16 years old captain.

Selanjutnya

Tutup

Cerpen

Ruang Kelima, Ayah Tidak Juga Disini

11 Mei 2013   20:11 Diperbarui: 24 Juni 2015   13:44 153
+
Laporkan Konten
Laporkan Akun
Kompasiana adalah platform blog. Konten ini menjadi tanggung jawab bloger dan tidak mewakili pandangan redaksi Kompas.
Lihat foto
Cerpen. Sumber ilustrasi: Unsplash

Kadang-kadang, aku kagum dengan posisiku yang satu ini; berdiri mematung di depan rumah, menahan rasa rindu kepada ayah. Menahan sekuat mungkin, seperti menekan sebuah koper yang dalamnya penuh dengan pakaian warna-warni, agar menyisakan sedikit ruang untuk dapat direkat oleh resleting, sedikit ruang saja. Saat-saat wajahku lebih pantas dibilang kumal dan bagian bawah kemeja putih tidak lagi terpaksa bersembunyi di balik rok biru yang dilingkari sabuk, kacau berantakan. Ditambah tali sepatu yang tidak lagi saling terikat, berkleweran tak tentu arah, seperti membiarkan ujung-ujungnya berubah fungsi jadi kutub utara yang akan menyatu dengan lantai rumah yang berkutub selatan, seperti magnet. Agar aku cepat hadir dalam rumah yang mengandung sepi, lalu menggapai kedua kaki ayah. Seperti  biasa dan akan selalu menjadi seperti biasa,

Aku rindu ayah.

Langsung saja aku buka pintu rumah, memantulkan pandangan ke seluruh arah, berharap ayah ada di situ. Berandai ayah belum lenyap. Ruang pertama adalah kamar ayah yang tak berpintu, lagi-lagi aku memutar-mutar mata, tapi kegiatan berputar-putar ini tentu tidak seasyik bermain merry-go-round dulu, saat umurku masih bernama lima dan saat ayah belum berkacamata. Saat itu, di atas satu kuda main-mainan ada ayah dan aku, diputar-putar seolah kami boneka tapi dibuat senang seolah kami berdua sepasang anak bayi baru bisa merangkak yang sedang sama-sama berkeliling mencari boneka, seakan boneka itu ada. Itu adalah kali pertama dunia melihat aku dan ayah tertawa berdua, dan berdua bahagia. Romantis. Tapi, sekarang ayah sedang tidak di kamar, padahal aku sudah mencari sampai ke balik bantal. Lelah? Tidak! Aku tidak pernah lelah dalam hal mencari ayah, walau dia terus bersembunyi.

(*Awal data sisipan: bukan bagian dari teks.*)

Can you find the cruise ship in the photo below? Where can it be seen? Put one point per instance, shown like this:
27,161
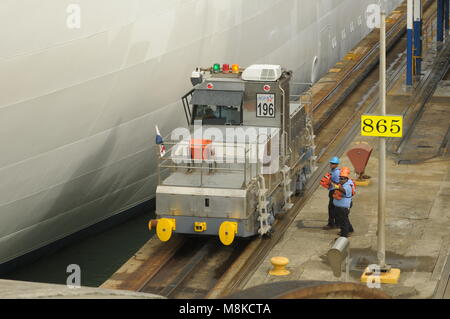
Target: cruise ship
83,84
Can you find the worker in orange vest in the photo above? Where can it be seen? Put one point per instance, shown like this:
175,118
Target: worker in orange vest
327,182
342,200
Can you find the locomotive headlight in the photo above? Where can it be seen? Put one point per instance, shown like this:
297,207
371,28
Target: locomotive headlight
196,77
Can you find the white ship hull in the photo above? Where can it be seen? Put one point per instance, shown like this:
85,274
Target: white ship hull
78,106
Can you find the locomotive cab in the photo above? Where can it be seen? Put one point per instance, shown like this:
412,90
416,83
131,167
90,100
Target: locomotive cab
247,151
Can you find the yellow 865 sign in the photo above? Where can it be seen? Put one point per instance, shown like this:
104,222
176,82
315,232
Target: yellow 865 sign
382,126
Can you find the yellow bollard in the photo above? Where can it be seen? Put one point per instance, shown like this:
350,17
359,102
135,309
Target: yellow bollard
279,266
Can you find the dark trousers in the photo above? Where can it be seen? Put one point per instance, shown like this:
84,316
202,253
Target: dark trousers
331,211
343,220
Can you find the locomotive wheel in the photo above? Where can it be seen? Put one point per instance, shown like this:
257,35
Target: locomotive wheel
227,232
164,229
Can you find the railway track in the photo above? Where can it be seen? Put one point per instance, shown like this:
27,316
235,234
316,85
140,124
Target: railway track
199,267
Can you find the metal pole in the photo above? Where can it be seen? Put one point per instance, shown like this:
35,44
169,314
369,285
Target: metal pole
447,16
409,45
418,36
382,161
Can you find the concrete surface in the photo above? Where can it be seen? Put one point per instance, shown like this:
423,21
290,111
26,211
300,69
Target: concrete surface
10,289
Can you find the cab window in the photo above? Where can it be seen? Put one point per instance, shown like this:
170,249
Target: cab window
217,115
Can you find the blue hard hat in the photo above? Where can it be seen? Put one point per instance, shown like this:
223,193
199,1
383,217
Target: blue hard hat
335,160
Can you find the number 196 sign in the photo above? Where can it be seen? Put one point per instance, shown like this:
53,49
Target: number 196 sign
382,126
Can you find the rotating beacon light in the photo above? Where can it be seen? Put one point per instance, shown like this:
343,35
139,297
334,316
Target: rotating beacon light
216,68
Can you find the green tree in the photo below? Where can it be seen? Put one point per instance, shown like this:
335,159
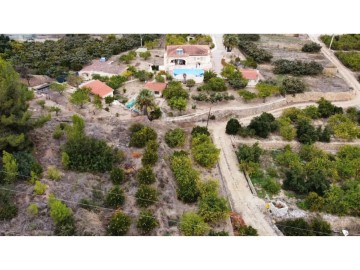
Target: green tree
10,167
178,103
232,127
175,137
146,176
15,118
263,125
117,176
192,224
58,87
146,222
80,97
145,100
209,74
190,83
146,196
119,224
115,197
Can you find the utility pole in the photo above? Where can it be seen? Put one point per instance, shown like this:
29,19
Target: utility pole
207,123
332,39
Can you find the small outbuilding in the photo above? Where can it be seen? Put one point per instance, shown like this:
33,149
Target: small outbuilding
156,87
252,75
99,88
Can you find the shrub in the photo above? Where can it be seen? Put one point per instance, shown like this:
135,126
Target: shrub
192,224
146,176
146,222
117,176
39,188
8,210
53,173
175,137
292,86
62,216
209,74
204,151
350,59
141,137
297,67
115,197
232,127
263,125
33,209
311,47
150,156
247,231
186,177
58,132
146,196
216,84
119,224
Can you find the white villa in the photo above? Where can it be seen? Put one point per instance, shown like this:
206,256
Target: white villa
191,60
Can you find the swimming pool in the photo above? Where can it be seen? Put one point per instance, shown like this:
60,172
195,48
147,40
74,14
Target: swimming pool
131,103
189,71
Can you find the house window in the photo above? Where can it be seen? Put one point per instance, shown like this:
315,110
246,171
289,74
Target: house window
179,51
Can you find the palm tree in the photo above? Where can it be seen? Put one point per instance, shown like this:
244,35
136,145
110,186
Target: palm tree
144,100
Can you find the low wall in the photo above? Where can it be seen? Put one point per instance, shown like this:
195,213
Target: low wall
315,96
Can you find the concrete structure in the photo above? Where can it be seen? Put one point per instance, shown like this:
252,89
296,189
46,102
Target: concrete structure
192,59
99,88
252,75
156,87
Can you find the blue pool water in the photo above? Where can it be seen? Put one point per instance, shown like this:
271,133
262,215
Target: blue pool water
130,104
193,71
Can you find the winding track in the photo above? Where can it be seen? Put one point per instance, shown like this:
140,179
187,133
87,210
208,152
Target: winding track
243,201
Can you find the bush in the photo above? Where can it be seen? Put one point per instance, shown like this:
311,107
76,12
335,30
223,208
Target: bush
232,127
8,210
62,216
192,224
311,47
247,231
146,176
39,188
216,84
53,173
186,177
141,137
146,222
209,74
115,197
33,209
297,67
119,224
117,176
150,156
204,151
175,137
146,196
350,59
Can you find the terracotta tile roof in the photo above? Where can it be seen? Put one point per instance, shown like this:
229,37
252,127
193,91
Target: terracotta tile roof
155,86
189,50
249,74
98,88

Ruang kedua, ruang keluarga. Tidak ada sofa disini, apalagi televisi. Hanya satu lembar karpet merah dengan dua bantal putih di atasnya dan satu jendela persegi panjang tanpa gorden yang terikat, akupun mendekati jendela itu, mengikat gorden, dan membiarkan cahaya matahari dua belas siang satu per satu masuk dengan teratur. Walaupun kelihatannya ayah tidak ada, tapi setidaknya ruang ini harus tetap terlihat terang. Tanpa lampu tidak masalah, dengan sinar matahari memang anugerah.

Aku keluar, dengan satu-dua-tiga langkah yang membawaku cepat sampai. Dua sofa putih yang berhadapan dengan meja berhias taplak bunga-bunga menyambut sinis dan diam saja, seperti tidak senang aku disini. Tapi terpaksa aku harus mendekati meja itu, barangkali ayah ada di kolong, sedang bersiap-siap meneriakkan "Surprise!!!!" untukku. Walau tidak kenyataannya, bungkus kuaci kosong di kolong meja malah menjulurkan lidahnya dan mencerca-cerca. Ayah bukan disini.

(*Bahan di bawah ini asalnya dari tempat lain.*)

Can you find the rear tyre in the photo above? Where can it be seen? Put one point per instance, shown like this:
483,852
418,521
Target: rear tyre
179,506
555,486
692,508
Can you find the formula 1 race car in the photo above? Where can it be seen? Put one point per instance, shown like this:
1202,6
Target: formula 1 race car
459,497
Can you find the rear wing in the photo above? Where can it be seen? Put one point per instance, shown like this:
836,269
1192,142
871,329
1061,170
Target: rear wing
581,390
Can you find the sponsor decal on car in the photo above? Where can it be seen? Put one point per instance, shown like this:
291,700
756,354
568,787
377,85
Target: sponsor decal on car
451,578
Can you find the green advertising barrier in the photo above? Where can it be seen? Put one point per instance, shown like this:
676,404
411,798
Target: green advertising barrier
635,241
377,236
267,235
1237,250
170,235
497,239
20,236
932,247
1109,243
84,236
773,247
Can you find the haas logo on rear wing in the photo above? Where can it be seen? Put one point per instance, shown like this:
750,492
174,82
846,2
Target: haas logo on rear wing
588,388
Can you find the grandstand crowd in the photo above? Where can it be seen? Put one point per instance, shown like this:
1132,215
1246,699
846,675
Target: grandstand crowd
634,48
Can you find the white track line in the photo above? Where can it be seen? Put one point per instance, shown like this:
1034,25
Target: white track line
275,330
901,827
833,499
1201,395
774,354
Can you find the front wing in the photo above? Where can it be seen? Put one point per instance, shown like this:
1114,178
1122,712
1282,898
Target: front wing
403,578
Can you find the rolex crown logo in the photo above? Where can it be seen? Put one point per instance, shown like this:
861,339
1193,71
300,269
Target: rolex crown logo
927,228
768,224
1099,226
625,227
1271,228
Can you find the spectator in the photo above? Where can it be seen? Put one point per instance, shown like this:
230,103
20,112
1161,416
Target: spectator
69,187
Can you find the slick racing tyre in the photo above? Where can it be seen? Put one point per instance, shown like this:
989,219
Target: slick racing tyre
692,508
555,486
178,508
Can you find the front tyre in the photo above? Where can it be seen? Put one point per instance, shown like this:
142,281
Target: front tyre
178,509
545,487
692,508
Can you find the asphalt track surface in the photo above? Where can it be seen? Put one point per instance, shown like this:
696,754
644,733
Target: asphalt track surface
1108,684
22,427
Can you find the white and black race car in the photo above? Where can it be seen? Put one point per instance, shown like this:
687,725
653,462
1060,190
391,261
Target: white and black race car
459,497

Memang dasarnya aku bukan penyerah, ruang keempat tetap aku hadiri. Dua tahun lalu, ruang ini adalah ruang yang digerogoti musik band Aerosmith. Kadang-kadang lagu Making Love Out Of Nothing at All memaksa aku untuk melepaskannya dari tabung musik dan membiarkan dia berkeliaran, akupun percaya asal dia tidak berjalan-jalan keluar ruang ini. Dia berjanji, tapi hingga sekarang, ketika ayah belum ditemukan, janji itu belum ditepati, ia keluar ruangan dan berteriak bebas, membuat aku lupa bagaimana nada dan liriknya. Tapi, aku tidak begitu peduli,  lagu Crazy yang manis itu tetap setia menemaniku di dalam lemari yang dulunya berlabel lemari es, tapi sekarang hanya sebuah lemari yang menyimpan berbagai sayur dan buah busuk. Selama aku takut mencium aromanya, aku tidak akan bertemu dan mendengar lagi senandung Crazy. karena aku tak kunjung membuka lemari itu. Ruang ini adalah ruang yang ayah gunakan untuk ulang tahunku yang ketujuh. Dengan satu kue ulang tahun dengan tujuh lilin yang bertengger di atas meja cokelat kecil. Dengan dua tangan yang terbuka, bersiap meminta doa, kata ayah ia minta pada Tuhan agar aku selalu disampingnya. Kenyataannya? Dia tetap bukan disini.

Ruang kelima. Tali-tali pada sepatu hitam putihku perlahan menjelma jadi bau yang membusuk, rupanya semua keringat dari tubuhku berkumpul di sana. Biarlah, ini ruang terakhir; kamarku. Aku berharap ayah ada di sini. Karena hari ini aku berekor lima belas. Jadi ingat pada hari ini di satu tahun lalu, ayah mencium keningku dan berbisik: "Ayah akan selalu jadi pengucap pertama untuk ulang tahunmu, ayah tetap disini." Tapi sedari tadi belum ada pengucap pertama, belum juga ada ayah. Tidakkah dia tahu? Serindunya aku, tidakkah dia tahu? Bagaimana jemunya aku jika setiap hari harus berhadap-hadapan dengan menunggu, menunggu, dan menunggu. Padahal menunggu tidak baik untuk kesehatan, kalaupun harus mencari, percuma kan mencari yang sudah tidak ada? Aku tidak betah sendiri, dari kecil hanya ayah tempat aku berpangku, ibu tidak peduli, ibu pergi sewenang-wenang dengan suami dan anak laki-lakinya yang baru. Tidakkah ayah? Tidakkah dulu kita sedih saat dia pergi? Menonton dia bersenang-senang di Hongkong bersama dengan keluarga barunya? Tidakkah dulu kita saling bergeming saat melihat status-status facebook ibu yang tidak pernah ada sedih-sedihnya. Sekarang, ayah tidak ada disini. Tidakkah ayah tahu?

Dan aku sadar, kesedihan yang paling-paling adalah kita, aku dan kamu punya jarak yang amat jauh. Berbeda dimensi.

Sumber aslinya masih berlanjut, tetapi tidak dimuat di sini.